Però l’italiano medio desume dal suo soggiorno in rifugio sul Gran Sasso che l’Abruzzo è più economico della Val d’Aosta, dal suo campeggio nel Cilento che in Sicilia avrebbe speso il triplo, dal suo aperitivo a Ladispoli che non si possono spendere 30 euro, per lo stesso spritz, a Punta Ala. Una parte per il tutto: si chiama sineddoche, e non è un aperitivo.

3. La categoria più odiata? I gestori degli stabilimenti balneari. Non c’è gara: non gli albergatori né i tassisti, non i ristoratori né i baristi e neanche i parcheggiatori abusivi. Bastano due delle decine di commenti ricevuti: “Le spiagge devono essere gestite dallo stato perché sono di tutti e i prezzi dovrebbero essere calmierati perché noi tutti paghiamo le tasse” e “Il gestore di una spiaggia non è un imprenditore privato! Sfrutta una risorsa pubblica, pagandola un prezzo irrisorio, per imporci un pizzo. Io non voglio lo stabilimento balneare! Lasciatemi la spiaggia libera, come all’estero e come da Costituzione!”. Glisso sull’articolo che i Padri Costituenti hanno dedicato alla sacralità del libero e democratico spiaggiamento dei cittadini italiani (se no qualcuno mi cita il “discorso del bagnasciuga” di un deprecato romagnolo), non entro nel merito dell’applicazione della direttiva Bolkestein e quindi mi limito a un’osservazione simil-sociologica.
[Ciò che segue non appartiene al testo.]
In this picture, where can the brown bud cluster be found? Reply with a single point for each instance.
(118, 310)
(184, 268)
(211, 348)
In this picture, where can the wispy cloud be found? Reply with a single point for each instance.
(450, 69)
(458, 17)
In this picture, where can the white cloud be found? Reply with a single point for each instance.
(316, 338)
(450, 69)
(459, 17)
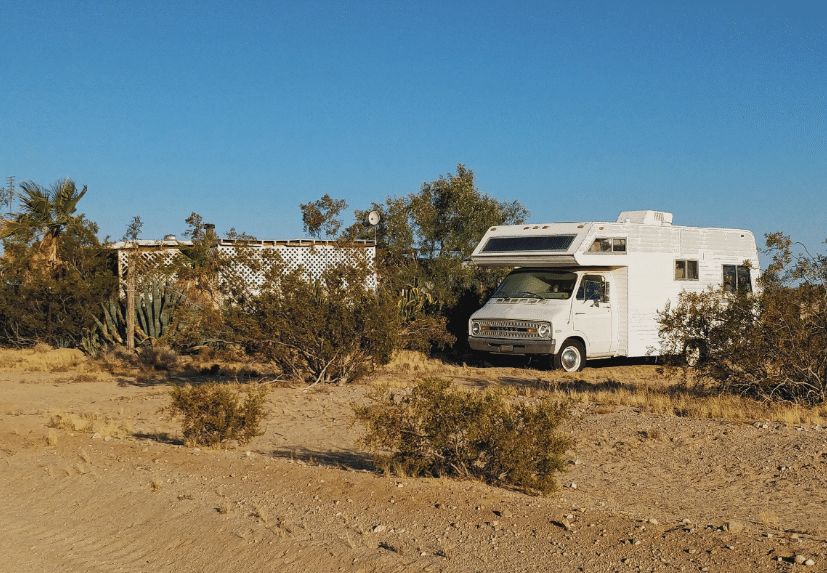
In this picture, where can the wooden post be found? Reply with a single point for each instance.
(131, 272)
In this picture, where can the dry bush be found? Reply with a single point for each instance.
(211, 413)
(771, 344)
(439, 430)
(159, 357)
(90, 423)
(331, 330)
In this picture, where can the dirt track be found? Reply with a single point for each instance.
(652, 493)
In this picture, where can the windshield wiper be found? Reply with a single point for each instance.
(527, 294)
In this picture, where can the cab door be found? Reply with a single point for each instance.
(593, 314)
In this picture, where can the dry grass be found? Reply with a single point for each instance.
(91, 424)
(645, 387)
(42, 358)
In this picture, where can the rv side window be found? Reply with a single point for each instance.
(736, 277)
(608, 246)
(686, 270)
(591, 288)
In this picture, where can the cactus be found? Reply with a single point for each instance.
(153, 307)
(90, 343)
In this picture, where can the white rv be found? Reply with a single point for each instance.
(582, 291)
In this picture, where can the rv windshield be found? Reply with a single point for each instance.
(533, 283)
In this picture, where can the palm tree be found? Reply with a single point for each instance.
(44, 215)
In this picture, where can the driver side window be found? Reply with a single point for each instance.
(591, 288)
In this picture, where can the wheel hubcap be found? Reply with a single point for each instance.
(570, 359)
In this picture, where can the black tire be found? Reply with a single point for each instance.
(571, 357)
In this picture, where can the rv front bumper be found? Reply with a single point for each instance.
(511, 345)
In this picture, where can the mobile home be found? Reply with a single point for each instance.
(583, 291)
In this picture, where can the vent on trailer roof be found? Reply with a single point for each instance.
(657, 218)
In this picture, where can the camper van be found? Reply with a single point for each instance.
(584, 291)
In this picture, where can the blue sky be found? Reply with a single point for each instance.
(715, 111)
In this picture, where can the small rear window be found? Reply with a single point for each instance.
(531, 243)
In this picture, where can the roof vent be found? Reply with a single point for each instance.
(657, 218)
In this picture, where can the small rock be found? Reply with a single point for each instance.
(733, 526)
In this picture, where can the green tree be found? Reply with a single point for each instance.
(424, 242)
(322, 216)
(770, 344)
(45, 213)
(57, 305)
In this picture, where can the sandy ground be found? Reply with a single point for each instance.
(652, 493)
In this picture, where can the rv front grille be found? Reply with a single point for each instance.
(517, 329)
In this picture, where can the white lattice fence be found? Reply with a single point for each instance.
(251, 262)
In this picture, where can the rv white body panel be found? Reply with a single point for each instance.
(643, 261)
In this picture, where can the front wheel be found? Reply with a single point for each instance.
(572, 356)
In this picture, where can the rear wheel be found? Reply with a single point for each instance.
(572, 356)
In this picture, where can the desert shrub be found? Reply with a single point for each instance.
(54, 303)
(159, 357)
(424, 240)
(331, 330)
(771, 344)
(439, 430)
(213, 414)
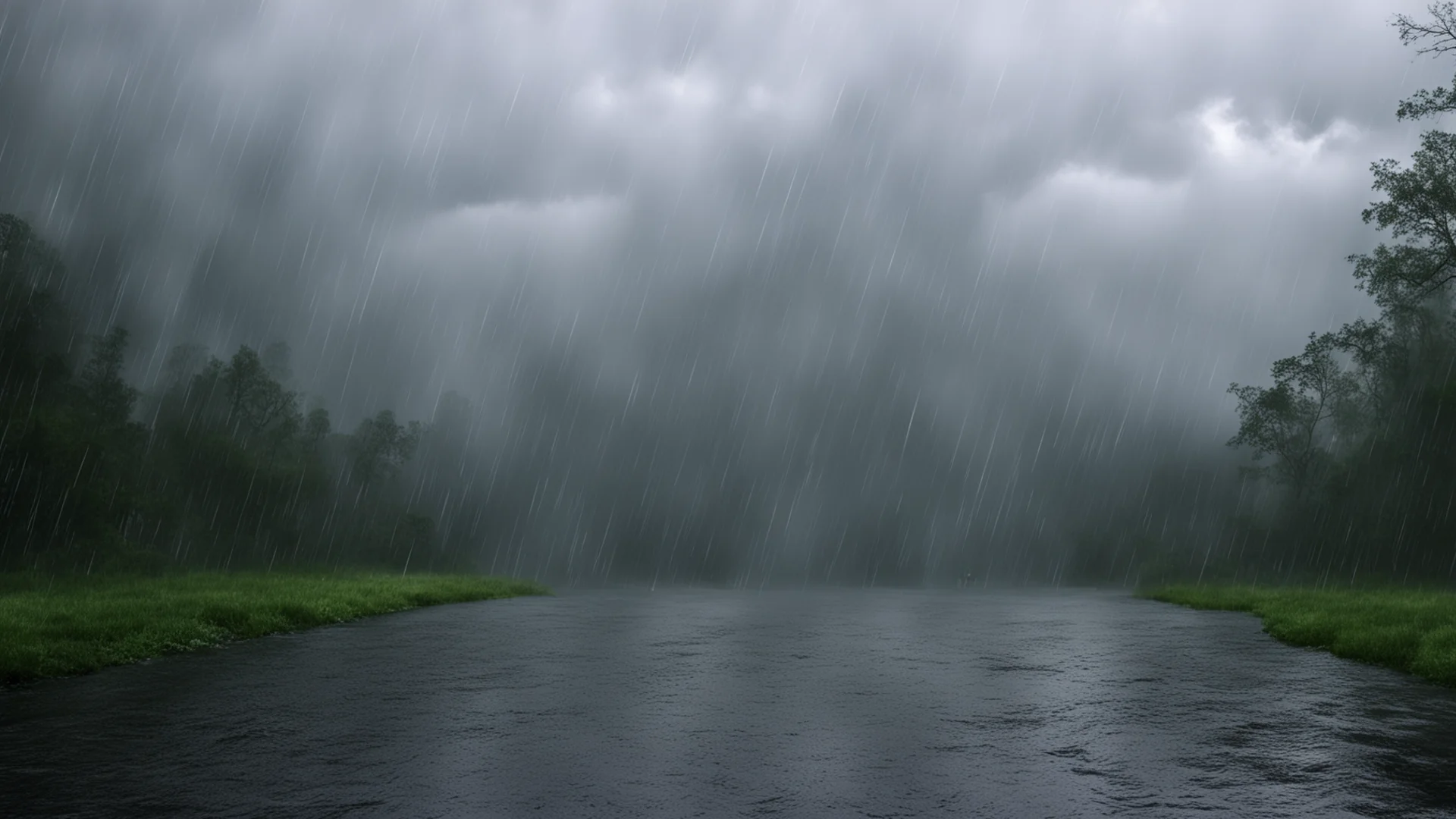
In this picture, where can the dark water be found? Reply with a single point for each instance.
(743, 704)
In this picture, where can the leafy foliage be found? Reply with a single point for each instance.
(221, 469)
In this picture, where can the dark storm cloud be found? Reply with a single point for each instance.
(785, 276)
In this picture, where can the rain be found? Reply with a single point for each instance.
(737, 297)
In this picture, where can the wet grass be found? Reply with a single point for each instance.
(63, 627)
(1408, 630)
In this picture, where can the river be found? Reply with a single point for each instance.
(712, 703)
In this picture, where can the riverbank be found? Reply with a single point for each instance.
(1407, 630)
(76, 626)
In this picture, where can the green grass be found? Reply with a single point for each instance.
(76, 626)
(1408, 630)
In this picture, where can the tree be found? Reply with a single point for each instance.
(1294, 419)
(256, 401)
(107, 394)
(381, 447)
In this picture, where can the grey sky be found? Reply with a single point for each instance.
(965, 253)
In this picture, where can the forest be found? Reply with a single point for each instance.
(220, 466)
(1351, 447)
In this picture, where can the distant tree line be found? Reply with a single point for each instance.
(220, 466)
(1351, 471)
(1359, 428)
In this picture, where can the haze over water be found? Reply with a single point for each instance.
(710, 703)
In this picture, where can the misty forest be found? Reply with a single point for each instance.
(728, 409)
(795, 400)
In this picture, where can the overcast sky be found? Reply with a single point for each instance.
(948, 238)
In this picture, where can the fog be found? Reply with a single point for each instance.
(737, 292)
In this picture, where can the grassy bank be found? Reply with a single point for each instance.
(74, 626)
(1408, 630)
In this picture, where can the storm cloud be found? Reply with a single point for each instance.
(736, 289)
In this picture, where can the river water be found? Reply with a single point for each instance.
(711, 703)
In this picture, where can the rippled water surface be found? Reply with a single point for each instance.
(707, 703)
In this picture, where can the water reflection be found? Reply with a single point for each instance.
(695, 703)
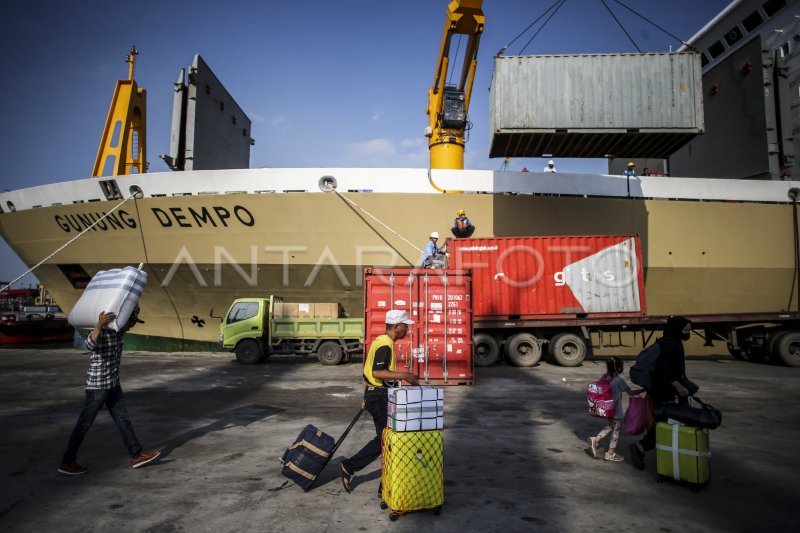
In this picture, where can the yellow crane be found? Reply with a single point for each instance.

Nell’arco di poche decine d’anni, siamo passati dalla villeggiatura (lusso per pochi fortunati) alla vacanza di massa, “aggravata” dal portato della pandemia. Tradotto: ci siano convinti del fatto di andare in vacanza (in Sicilia, non a Ladispoli) come diritto inalienabile e irrinunciabile, come una sorta di: “Ma io lavoro tanto, spendo tanto per fare la spesa e pagare le bollette, le MIE vacanze sono sacre e intoccabili!”. E siamo ancora più convinti che lo Stato dovrebbe in qualche modo garantircelo, questo diritto, ovviamente punendo i reprobi (gestori balneari in primis) e facendo in modo che le nostre vacanze costino un prezzo equo. Quale? Boh, a ognuno il suo. “Come l’araba fenice: Che vi sia, ciascun lo dice; Dove sia, nessun lo sa” declamava il Metastasio (che non gestiva uno stabilimento balneare né era socio del Twiga, per sua fortuna).